I swallow and get close enough to his face so he can hear every word I have to say to him. I had been dying to say these things to him ever since we had become enemies. I prayed he knew what it was from and the significance of it. "The power of beauty will sooner transform honesty from what it is to a bawd than the force of honesty can translate beauty into his likeness. This was sometime a paradox, but now the time gives it proof." I put my hand to my face and find I am crying, something I haven't done in years. Tears fall onto his upturned face as I recite the last verse. "I did love you once." A sob is ripped from my throat and I turn to leave, but he calls out to me.

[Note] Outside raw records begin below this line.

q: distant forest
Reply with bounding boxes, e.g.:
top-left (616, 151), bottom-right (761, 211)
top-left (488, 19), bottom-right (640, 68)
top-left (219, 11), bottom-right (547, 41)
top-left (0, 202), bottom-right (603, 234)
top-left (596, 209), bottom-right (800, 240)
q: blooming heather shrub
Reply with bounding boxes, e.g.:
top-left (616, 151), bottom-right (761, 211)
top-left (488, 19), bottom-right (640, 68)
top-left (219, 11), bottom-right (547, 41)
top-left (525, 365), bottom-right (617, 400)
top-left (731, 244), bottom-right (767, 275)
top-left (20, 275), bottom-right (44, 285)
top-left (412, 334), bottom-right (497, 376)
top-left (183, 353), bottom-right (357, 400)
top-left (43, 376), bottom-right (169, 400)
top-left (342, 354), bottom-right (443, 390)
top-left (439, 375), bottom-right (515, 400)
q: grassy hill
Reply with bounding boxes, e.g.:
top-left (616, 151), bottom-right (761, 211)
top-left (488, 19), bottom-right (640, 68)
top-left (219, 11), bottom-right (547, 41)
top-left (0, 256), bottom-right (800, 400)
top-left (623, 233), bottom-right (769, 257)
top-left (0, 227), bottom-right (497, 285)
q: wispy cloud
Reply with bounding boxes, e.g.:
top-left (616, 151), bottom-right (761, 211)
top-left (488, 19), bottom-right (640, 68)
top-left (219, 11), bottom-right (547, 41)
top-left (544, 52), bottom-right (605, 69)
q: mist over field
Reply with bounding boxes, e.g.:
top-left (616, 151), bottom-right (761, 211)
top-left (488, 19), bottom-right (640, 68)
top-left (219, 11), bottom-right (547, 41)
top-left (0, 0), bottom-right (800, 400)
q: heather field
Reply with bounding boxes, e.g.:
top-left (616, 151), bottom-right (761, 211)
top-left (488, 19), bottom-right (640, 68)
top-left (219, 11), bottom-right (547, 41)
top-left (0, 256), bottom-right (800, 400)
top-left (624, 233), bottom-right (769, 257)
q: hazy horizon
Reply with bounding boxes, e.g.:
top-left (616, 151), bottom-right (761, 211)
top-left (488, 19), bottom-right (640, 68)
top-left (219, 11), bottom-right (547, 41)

"Indeed, my lord, you made me believe so." He says the next line with such feeling, that I have to turn around. His eyes are closed, his face is turned away from me and he is crying too.
I take a deep breath and recite, "You should not have believ'd me, for virtue cannot so inoculate our old stock but we shall relish of it. I lov'd you not."
He turns towards me and his green eyes stare into my blue ones. "I was the more deceiv'd." The words are torn from his throat, and he says them with difficulty, they are all sharp edges. It takes all my courage not to fall at his words. Had I deceived him more than he had deceived me? I didn't think so.
I remembered the next part, and knew that Clark, who was always so trusting in people, so willing to see the good in everyone, identified more with Ophelia than with Hamlet. But the next part of the play had always spoken to me, so I grab his chin, forcing him to look at me. "Why would'st thou be a breeder of sinners? I am myself indifferent honest, but yet I could accuse me of such things that it were better my mother had not borne me: I am very proud, revengeful, ambitious, with more offenses at my beck than I have thoughts to put them in, imagination to give them shape, or time to act them in. What should such fellows as I do crawling between earth and heaven? We are arrant knaves, believe none of us."
I slide my id card through the reader and as I leave the room, I hear a sob tear through him, and my heart breaks a little more. The mechanical door slides closed behind me and I lean against the wall, putting my head in my hands.
Footsteps approach me, and I look up, wiping tears away from my eyes. "Mr. Luthor?"
Dr. Kyle, someone who I have had on retainer for years, approaches me. He is a man who I wished could have been my father. He has salt and pepper hair that is cropped short, and a pleasant demeanor.
"Yes, Dr. Kyle. What can I do for you?" I smile a little and he looks at me in concern.
"We've taken blood and skin samples. What should we do now?" He looks at me anxiously.
"Take him to the secure room I have prepared. We need to get more samples." I start walking back toward the window. I have to look at him. I can't be away from him for too long.
"Sir, I'm not really sure what more we can do…" Dr. Kyle is shifting from foot to foot, clutching a clipboard in front of him.
"I want a full body scan. We need to figure out exactly how his physiology works. We may even need to do a biopsy at some point."
The doctor nods slightly, then turns and stiffly walks out of the door. I know what he thinks of me, but I don't care. The only thing that matters is Clark Kent.